According to the Constitution, members of the Electoral College select the president and vice president of the United States. But the Constitution never specified who those electors were--giving state legislatures the power to choose whoever they wanted without input by the people.

That system has evolved in the last 200 years leading to today’s system of winner-take-all elections. If a candidate wins a simple majority in a state, then 100 percent of the electoral votes in that state go to them, regardless of whether they win with one vote or with one million votes. That’s how it works in 48 states. Two states, Maine and Nebraska, award their electoral votes by congressional district.

While some believe a Constitutional amendment to disband the Electoral College is the right way to go, such an approach is not necessary to enact the National Popular Vote Interstate Compact.

Under the NPV compact, states agree to award their electoral votes to the candidate who wins the popular vote nationally. Because a candidate needs 270 electoral votes to win an election, National Popular Vote would kick in once states adding up to that 270 join the compact.

That means no more 1 percent victories in a handful of swing states deciding the winner. No more campaigns which ignore half of the country because the “electoral math” tells them they can. No more victories for candidates who don’t have the support of the whole country.

“No American should be a spectator of democracy”

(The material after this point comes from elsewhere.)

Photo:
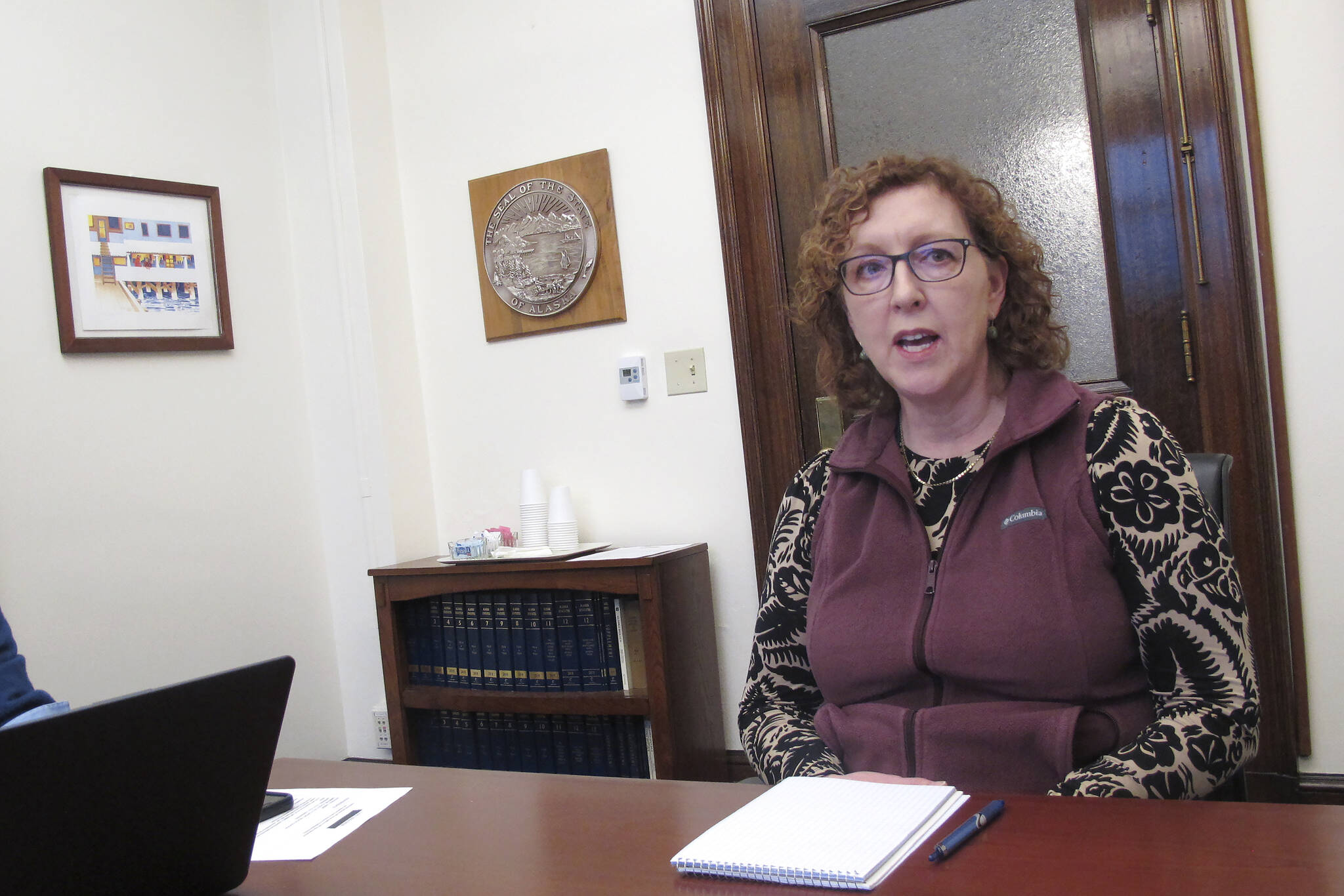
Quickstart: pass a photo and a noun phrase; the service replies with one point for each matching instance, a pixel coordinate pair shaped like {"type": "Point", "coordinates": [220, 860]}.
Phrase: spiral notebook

Two-thirds or more of Americans live in so-called “spectator states,” which include large states like California and Texas, as well as 12 of the 13 least-populous states. Why? Because it doesn’t make sense for candidates to campaign and spend in states that are a guaranteed win or loss under the current system. Those reliably “red” and “blue” states are left out of the process—while voters in a handful of “swing” states are left to pick who is president. Those states determine elections for no other reason than their even balance between Democrats and Republicans. We believe no American should be a spectator of democracy.

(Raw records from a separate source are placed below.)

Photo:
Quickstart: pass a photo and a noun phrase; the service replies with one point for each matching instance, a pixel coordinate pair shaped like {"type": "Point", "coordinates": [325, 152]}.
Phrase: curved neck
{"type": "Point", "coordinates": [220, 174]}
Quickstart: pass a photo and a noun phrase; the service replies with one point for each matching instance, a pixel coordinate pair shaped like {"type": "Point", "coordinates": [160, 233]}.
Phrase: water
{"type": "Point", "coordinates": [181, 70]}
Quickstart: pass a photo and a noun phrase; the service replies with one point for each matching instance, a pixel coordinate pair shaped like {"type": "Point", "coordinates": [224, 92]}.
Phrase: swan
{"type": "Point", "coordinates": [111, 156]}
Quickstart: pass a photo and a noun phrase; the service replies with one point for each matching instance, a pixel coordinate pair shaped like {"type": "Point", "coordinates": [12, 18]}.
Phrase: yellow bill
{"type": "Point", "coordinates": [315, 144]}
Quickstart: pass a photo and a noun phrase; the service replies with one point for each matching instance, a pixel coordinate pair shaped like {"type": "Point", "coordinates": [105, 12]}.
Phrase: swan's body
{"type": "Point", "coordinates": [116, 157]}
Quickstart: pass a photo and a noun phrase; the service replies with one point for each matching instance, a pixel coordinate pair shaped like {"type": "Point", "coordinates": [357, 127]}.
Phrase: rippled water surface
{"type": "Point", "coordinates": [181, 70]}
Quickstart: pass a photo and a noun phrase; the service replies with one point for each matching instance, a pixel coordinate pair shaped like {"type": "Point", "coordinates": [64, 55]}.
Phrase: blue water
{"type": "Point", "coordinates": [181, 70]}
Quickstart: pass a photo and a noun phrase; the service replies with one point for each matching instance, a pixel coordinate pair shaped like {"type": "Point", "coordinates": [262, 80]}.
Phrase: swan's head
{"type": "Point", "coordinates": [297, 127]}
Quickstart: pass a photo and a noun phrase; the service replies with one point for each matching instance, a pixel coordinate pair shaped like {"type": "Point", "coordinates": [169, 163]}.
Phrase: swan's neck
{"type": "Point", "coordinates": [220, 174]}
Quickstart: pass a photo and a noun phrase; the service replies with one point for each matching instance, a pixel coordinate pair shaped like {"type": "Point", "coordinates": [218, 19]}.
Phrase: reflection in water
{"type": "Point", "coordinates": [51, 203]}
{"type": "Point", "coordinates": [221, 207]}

With the National Popular Vote, all votes are worth the same. The candidate who gets the most votes wins. Candidates will even be forced to take the drastic step of paying attention to those Americans in “spectator states,” bringing more people into the fold and leading to policies and plans that take everyone into account.

So with all the facts straight, what’s actually being done to make the National Popular Vote a reality? The answer: a lot.

Fifteen states and Washington DC have all approved the NPV Interstate Compact. They account for 195 votes in the Electoral College, meaning another 74 would make NPV a reality.

The path to 270 could come about in several ways. Texas + Arizona + North Carolina + Missouri = National Popular Vote. Pennsylvania + Minnesota + Georgia + Florida = a fairer democracy. So-called “swing states” don’t control the keys to a win—huh, just like a popular vote. Do the math for yourself below if you don’t believe me.

Regardless of the wonky “what if” game we can play with states that may pass laws to join NPV, the point of the compact itself is simple. The presidential candidate that wins the most votes wins the election. Four states joined the compact in this past year alone, as Colorado, Delaware, New Mexico, and Oregon became the latest states to sign on to the compact to take it over 70 percent of the way to the 270 votes needed. Today, the movement is closer than ever.

In a political system made complicated by unlimited money, gerrymandered maps, and out-of-control lobbying, NPV is simple. Let’s finally embrace one-person one-vote and pass this simple and effective reform.